Department of Clinical Pharmacy and Biochemistry, Institute of Pharmacy, Freie Universitaet Berlin, Kelchstr. 31, 12169, Berlin, Germany.
Department of Medical Oncology and Haematology, Cantonal Hospital, St. Gallen, Switzerland.
Clin Pharmacokinet. 2018 Feb;57(2):229-242. doi: 10.1007/s40262-017-0555-z.
A better understanding of the highly variable pharmacokinetics (PK) of tamoxifen and its active metabolite endoxifen in breast cancer patients is crucial to support individualised treatment. This study used a modelling and simulation approach to quantitatively assess the influence of cytochrome P450 (CYP) 2D6 activity and other relevant factors on tamoxifen and endoxifen PK to identify subgroups at risk for subtherapeutic endoxifen concentrations.
Simulations were performed using two previously published PK models jointly describing tamoxifen and endoxifen with CYP2D6 and CYP3A4/5 enzyme activities implemented as covariates. Steady-state predictions were compared between models and with the literature values. Factors potentially causing between-model discrepancies were explored. A previously published threshold (6 ng/mL) was used to identify patients with subtherapeutic endoxifen concentrations and to perform a dose adaptation study.
Steady-state predictions of tamoxifen and endoxifen were considerably different between the models. The factors, differences in sampling time, adherence and bioavailability, were not able to fully capture between-model variability. Endoxifen steady-state fluctuations within a dosing interval were minimal (<6%). Poor (97%) and intermediate (54%) CYP2D6 metabolisers failed to achieve therapeutic endoxifen concentrations, suggesting adapted doses of tamoxifen 80 and 40 mg, respectively, achieving therapeutic endoxifen concentrations in 89.7% of patients (standard dosing 45.2%). However, interindividual variability remained.
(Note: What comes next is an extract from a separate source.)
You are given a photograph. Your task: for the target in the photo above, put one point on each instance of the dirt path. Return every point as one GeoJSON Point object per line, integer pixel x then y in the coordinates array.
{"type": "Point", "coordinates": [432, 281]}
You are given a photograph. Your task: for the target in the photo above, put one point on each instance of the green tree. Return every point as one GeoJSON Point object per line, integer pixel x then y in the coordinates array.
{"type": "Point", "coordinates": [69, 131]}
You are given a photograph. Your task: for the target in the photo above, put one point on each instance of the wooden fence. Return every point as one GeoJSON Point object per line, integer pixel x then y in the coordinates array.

To achieve therapeutic endoxifen concentrations early in treatment, it is advisable to initiate treatment by CYP2D6 genotype/phenotype-guided dosing, followed by therapeutic drug monitoring at steady-state. We strongly advocate to adequately measure, report and prospectively investigate influential factors (i.e. adherence, bioavailability, time to PK steady-state) in clinical trials.
更好地了解乳腺癌患者中他莫昔芬及其活性代谢物依西美坦的高度可变药代动力学(PK)对于支持个体化治疗至关重要。本研究采用建模和模拟方法定量评估细胞色素 P450(CYP)2D6 活性和其他相关因素对他莫昔芬和依西美坦 PK 的影响,以确定治疗效果不佳的依西美坦浓度的风险亚组。
使用两个先前发表的 PK 模型联合描述他莫昔芬和依西美坦,将 CYP2D6 和 CYP3A4/5 酶活性作为协变量进行模拟。比较了模型之间和文献值的稳态预测。探讨了导致模型之间差异的潜在因素。使用先前发表的阈值(6ng/mL)来识别治疗效果不佳的依西美坦浓度的患者,并进行剂量调整研究。
模型之间的稳态预测他莫昔芬和依西美坦的差异很大。采样时间、依从性和生物利用度等因素无法完全捕捉模型之间的变异性。在一个给药间隔内依西美坦的稳态波动很小(<6%)。不良(97%)和中间(54%)CYP2D6 代谢物患者未能达到治疗性依西美坦浓度,分别建议调整他莫昔芬剂量为 80mg 和 40mg,分别有 89.7%的患者(标准剂量 45.2%)达到治疗性依西美坦浓度。然而,个体间的变异性仍然存在。
为了在治疗早期达到治疗性依西美坦浓度,建议根据 CYP2D6 基因型/表型指导剂量开始治疗,然后在稳态时进行治疗药物监测。我们强烈主张在临床试验中充分测量、报告和前瞻性研究有影响的因素(即依从性、生物利用度、达到 PK 稳态的时间)。